久しぶりの立ち小便は、例えるならば風呂上がりのサイダー、またはサウナの後に飛び込む水風呂のような爽やかさだ。


しかし、キレイな街だが…


「…という事で、11人のブレイン達が、この日本を清潔かつ平和で健康的な世界規範となるべき未来都市に導いたのです」


なんか足りないというか… いや、足りないどころか生活感がまったくない。


「ところが、この近代的な社会を良しとしない連中がいまして…」

未来ルックとやらを着た姉ちゃんが先程から何か言ってる…。

そんなことより…。


「なあ、姉ちゃん」


一瞬スズメが輪ゴム鉄砲をくらったような顔をする女性。


「腹減らないか?」


たぶん、この女性(では何なので、未来ミラ子と名付ける)は、「ははーん、よくぞ聞いてくれました。未来社会が誇る最先端技術を見なさい!」といった感じで未来ルックに縫い込まれたウェアラブルコンピュータのスイッチを押す。


空中にスクリーンが浮かび、文字が流れ出す。


「なになに、天丼風合成食、ステーキ風合成食… すごいじゃないか!なんでも合成できるのか!」


へへんと言った声が聞こえそうな表情で、

胸を張るミラ子。


いや、おまえがすごいわけじゃないだろ。


とりあえず牛丼風というのを頼んで、ア然となった。


「さあ、召し上がれ☆」

3Dプリンターで生成されたのは、オレンジ色のカプセル。


水無しで口に含むと、カプセルの表面から潤滑ゼリーが染み出す。

気持ち悪さに耐えながら、一気に飲み込むと、うっすらと焼肉のタレ味が舌に残った。


「なんだこれは?」


怒りをこめてミラ子を見る。


「何って牛丼ですけど…」


あ、このまずいカプセルを牛丼と呼ぶか…。

「この牛丼は、人体に限りなく優しい成分なのです。過剰な塩分の摂取は…」


食べた気がしない…。

「ちょっと貸してみろ」

ミラ子の腕部分の端末に触れてみた。

操作方法は俺の中にいるあいつが知っている。

オーダーは、牛丼大盛、つゆだくだく


「そんな合成は、システムが受け付けませんよ…って…え!」


特別遺伝子コード確認。

牛丼を合成します。


数秒で禁制の品が立体化した。


「まあ、食べてみなよ。本当の牛丼を…」


「だ、だって、栄養バランスが… あ、ああ、でも… じゅる…」


ミラ子は牛丼を一口食べると、その後は加速度がついたトロッコのように牛丼にパクついた。


たぶん、すごくはしたない姿なのだろう。

でも、もう戻れない。

「身体には多少悪いかもしれない、でも私は知ってしまったんだ…。理屈に反する事の気持ち良さを…」


先程までの太郎からは感じられなかった知性がにじみでる。


ミラ子は唇にご飯つぶを付けたまま、太郎を見つめた。


11人のこの国を納めるブレイン、彼らは本来は12人の集まりであった。

それぞれにテレパシーでネットワークを構築し活動していたが、こともあろうか実はそのコアであるマスターブレインを失っていたのだ。

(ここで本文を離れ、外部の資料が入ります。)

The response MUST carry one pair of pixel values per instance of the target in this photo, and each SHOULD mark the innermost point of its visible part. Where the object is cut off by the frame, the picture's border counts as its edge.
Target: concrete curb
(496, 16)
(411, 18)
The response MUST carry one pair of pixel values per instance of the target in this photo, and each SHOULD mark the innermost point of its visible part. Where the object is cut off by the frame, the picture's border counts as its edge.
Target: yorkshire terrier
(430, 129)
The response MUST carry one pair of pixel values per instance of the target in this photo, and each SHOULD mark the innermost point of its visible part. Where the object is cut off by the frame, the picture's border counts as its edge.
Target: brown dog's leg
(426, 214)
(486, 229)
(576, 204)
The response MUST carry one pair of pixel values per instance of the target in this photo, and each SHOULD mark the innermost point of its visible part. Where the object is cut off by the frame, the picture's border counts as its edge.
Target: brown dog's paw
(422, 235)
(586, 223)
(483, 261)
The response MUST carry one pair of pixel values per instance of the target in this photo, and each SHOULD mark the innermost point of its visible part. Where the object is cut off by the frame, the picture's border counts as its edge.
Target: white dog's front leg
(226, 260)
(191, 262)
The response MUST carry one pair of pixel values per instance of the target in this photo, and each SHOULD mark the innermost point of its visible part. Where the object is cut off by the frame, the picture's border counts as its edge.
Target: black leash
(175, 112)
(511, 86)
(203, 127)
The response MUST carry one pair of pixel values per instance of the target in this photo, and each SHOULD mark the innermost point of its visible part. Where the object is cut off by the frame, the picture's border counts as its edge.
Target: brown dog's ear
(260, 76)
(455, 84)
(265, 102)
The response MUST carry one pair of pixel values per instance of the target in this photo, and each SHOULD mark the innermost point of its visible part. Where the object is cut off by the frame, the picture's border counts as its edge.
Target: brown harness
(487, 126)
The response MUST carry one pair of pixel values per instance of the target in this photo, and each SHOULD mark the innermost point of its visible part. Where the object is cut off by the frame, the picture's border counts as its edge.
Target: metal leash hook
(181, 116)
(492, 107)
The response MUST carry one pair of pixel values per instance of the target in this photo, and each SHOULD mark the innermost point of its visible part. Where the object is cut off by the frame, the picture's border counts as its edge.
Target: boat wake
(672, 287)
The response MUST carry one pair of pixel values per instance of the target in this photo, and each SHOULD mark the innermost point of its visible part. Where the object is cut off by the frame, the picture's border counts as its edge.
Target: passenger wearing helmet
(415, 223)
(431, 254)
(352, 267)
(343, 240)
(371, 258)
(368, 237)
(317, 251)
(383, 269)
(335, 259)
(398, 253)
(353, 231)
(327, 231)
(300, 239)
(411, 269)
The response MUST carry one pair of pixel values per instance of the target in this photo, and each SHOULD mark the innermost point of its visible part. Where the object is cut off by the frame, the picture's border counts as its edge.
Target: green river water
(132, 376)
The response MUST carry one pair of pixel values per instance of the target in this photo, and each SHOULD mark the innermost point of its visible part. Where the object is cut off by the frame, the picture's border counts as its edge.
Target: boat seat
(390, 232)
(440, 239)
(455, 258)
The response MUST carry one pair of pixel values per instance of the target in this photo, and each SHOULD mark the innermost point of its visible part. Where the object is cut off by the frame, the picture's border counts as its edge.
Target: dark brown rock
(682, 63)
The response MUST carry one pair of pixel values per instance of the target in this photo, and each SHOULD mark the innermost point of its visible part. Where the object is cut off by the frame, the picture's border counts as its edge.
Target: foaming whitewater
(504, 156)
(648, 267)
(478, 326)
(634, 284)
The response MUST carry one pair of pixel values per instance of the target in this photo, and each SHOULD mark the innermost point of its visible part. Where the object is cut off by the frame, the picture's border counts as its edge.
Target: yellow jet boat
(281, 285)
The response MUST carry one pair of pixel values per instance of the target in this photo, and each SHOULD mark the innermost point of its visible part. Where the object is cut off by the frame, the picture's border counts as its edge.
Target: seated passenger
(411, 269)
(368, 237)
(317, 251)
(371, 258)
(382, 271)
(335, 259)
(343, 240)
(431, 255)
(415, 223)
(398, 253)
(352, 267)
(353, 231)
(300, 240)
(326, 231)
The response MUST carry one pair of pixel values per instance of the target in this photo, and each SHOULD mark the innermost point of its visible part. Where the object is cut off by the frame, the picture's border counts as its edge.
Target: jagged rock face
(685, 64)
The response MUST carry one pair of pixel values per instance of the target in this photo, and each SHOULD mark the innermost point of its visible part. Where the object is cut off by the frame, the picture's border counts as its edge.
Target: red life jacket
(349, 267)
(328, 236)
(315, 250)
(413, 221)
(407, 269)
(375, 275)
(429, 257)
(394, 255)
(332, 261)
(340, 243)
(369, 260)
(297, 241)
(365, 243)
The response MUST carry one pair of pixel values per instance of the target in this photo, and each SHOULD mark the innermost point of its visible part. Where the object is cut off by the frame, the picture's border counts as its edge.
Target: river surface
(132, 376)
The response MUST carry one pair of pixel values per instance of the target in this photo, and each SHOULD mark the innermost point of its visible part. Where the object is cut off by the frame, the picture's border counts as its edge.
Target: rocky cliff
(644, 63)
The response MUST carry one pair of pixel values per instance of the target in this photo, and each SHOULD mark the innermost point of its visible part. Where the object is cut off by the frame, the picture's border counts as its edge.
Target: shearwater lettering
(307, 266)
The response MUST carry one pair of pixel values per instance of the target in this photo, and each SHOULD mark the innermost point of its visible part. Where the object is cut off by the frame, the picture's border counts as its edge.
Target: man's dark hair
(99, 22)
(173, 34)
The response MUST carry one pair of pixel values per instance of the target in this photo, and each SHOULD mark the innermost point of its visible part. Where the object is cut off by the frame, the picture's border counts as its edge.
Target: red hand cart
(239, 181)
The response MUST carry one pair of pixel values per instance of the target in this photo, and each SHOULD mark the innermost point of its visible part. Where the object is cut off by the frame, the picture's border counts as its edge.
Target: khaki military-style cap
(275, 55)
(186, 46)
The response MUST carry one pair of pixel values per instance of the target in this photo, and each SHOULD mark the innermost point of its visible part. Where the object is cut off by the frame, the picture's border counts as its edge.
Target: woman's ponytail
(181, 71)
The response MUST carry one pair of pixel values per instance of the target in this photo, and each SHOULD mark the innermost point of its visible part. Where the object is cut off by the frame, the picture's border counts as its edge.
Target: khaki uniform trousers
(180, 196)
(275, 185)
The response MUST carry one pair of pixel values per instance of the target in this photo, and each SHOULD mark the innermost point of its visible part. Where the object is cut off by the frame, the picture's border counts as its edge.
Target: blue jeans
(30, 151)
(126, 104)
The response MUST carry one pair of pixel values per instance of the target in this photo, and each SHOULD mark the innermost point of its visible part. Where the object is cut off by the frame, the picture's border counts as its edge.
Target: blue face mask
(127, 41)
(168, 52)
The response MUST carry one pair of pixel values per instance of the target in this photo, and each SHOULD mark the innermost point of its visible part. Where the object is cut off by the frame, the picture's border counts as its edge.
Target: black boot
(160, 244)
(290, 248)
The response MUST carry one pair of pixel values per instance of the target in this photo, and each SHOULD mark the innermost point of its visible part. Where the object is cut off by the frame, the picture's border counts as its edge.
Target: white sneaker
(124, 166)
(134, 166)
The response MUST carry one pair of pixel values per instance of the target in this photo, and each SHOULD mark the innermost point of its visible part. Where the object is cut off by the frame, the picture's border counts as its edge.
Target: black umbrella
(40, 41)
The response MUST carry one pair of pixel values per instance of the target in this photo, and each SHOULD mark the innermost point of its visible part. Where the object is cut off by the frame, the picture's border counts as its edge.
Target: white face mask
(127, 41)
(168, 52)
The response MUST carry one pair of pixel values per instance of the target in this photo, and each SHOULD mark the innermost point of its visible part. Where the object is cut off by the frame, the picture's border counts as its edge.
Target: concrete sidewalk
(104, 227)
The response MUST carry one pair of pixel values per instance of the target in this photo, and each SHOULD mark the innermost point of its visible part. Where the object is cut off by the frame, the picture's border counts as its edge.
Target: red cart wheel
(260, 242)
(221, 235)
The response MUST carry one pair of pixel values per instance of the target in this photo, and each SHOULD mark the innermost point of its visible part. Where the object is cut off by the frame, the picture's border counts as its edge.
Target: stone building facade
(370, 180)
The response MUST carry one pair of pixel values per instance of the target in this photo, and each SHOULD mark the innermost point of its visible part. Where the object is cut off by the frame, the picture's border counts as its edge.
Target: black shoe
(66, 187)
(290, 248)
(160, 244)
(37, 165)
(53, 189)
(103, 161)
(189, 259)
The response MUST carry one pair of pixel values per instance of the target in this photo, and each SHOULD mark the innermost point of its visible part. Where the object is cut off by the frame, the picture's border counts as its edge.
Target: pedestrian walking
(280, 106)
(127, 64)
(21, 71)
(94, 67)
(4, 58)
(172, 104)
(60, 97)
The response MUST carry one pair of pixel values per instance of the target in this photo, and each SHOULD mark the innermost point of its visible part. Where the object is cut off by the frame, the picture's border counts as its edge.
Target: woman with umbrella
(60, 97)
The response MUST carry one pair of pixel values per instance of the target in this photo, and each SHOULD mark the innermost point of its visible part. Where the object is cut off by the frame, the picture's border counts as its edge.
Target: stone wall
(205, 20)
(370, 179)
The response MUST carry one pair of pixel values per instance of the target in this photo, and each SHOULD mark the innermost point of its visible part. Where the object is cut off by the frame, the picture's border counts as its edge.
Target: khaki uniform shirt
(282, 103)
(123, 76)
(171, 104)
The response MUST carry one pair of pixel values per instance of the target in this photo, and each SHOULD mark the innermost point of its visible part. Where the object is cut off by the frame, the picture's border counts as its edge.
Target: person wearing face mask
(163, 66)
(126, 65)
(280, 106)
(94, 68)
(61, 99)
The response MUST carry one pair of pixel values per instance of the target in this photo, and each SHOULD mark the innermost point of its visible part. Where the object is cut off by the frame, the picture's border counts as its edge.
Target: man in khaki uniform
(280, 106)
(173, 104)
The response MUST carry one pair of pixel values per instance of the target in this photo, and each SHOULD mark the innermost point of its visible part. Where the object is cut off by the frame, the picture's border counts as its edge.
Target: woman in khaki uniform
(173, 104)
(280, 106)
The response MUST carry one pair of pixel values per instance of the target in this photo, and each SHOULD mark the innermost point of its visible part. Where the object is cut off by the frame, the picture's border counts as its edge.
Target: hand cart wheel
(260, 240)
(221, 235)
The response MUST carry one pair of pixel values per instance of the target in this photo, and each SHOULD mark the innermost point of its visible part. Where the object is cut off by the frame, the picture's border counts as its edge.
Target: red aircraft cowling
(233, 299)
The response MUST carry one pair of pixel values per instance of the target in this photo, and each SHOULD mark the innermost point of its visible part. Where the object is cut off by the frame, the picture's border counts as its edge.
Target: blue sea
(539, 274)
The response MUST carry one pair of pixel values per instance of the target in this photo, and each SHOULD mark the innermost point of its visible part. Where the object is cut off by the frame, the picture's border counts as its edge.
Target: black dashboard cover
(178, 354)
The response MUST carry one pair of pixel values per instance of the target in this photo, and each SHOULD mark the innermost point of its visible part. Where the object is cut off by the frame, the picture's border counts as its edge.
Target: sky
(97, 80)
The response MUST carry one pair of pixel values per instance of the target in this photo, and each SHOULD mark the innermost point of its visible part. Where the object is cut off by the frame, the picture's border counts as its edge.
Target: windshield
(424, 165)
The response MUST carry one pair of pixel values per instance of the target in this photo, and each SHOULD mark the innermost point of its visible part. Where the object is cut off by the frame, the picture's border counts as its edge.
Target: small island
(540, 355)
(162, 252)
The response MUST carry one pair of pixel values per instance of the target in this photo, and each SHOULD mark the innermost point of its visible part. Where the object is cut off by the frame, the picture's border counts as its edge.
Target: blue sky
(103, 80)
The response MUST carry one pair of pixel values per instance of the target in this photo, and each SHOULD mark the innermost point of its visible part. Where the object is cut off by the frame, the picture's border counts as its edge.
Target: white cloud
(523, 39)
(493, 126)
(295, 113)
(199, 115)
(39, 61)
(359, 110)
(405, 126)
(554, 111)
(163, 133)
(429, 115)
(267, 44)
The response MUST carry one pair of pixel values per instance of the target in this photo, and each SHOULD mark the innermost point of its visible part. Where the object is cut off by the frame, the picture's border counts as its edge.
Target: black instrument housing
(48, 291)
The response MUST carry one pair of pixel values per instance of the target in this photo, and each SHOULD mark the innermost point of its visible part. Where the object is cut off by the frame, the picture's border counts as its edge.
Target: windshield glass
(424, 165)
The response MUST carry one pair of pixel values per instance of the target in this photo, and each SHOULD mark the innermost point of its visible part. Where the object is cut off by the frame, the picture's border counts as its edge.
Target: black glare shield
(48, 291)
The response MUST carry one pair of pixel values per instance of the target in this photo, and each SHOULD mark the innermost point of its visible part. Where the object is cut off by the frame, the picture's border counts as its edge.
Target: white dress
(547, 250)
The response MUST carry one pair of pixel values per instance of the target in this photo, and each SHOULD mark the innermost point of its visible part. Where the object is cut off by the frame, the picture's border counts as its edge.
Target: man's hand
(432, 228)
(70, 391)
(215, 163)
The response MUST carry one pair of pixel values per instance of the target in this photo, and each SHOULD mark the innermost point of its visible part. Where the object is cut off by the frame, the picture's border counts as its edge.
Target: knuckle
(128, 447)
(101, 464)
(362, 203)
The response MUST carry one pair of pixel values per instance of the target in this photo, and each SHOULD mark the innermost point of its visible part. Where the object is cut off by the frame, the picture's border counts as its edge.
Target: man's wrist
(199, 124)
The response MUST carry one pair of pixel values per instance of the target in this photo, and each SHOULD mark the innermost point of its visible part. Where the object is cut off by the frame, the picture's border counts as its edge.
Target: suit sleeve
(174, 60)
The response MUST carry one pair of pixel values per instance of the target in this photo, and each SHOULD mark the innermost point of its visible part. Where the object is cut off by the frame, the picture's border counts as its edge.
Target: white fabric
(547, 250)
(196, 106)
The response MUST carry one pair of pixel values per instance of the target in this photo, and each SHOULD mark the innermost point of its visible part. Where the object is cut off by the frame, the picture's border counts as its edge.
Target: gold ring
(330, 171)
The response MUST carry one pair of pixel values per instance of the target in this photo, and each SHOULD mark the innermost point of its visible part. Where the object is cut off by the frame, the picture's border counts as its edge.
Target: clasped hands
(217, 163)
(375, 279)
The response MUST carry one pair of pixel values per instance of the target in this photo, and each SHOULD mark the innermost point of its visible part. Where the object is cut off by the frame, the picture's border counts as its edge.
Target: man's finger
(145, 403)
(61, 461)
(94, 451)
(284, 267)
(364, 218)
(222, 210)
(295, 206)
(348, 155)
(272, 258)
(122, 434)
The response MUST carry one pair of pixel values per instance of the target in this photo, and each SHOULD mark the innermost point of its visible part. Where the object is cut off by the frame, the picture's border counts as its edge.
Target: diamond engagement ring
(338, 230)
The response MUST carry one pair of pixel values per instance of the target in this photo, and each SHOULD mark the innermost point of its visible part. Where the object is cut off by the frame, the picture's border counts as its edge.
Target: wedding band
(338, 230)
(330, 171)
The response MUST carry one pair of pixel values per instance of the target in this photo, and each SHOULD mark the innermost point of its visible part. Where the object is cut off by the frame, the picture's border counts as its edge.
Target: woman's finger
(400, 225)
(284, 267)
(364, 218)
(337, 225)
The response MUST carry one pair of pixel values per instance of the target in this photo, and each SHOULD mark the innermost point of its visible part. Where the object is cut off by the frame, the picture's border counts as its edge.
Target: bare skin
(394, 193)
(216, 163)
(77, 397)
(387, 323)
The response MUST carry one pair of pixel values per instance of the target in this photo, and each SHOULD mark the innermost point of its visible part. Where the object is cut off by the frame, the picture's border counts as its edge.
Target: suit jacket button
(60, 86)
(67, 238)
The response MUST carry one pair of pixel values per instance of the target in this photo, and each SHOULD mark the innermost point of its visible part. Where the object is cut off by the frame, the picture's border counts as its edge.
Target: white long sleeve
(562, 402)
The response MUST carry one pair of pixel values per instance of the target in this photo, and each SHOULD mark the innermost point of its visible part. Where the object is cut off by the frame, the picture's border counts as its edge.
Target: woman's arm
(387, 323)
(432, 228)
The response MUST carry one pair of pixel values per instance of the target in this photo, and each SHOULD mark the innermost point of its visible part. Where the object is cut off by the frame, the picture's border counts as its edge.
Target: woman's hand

彼らの基本である中枢、マスターブレインは、しばらくその姿を隠していたが、なんとその反応が、野蛮行為により逮捕、拘束された男の中にあったということがわかったのは、ごく最近の事であった。

その男の名前は快楽寺太郎…。


「そう、私はあの日、この男をジャックしたのだ… しかし…」


次回予告

俺とアイツが出会ったあの日。

そこから未来世界ははじまった。


次回、「タコと二人の未来世界」にレッツフューチャワイルド!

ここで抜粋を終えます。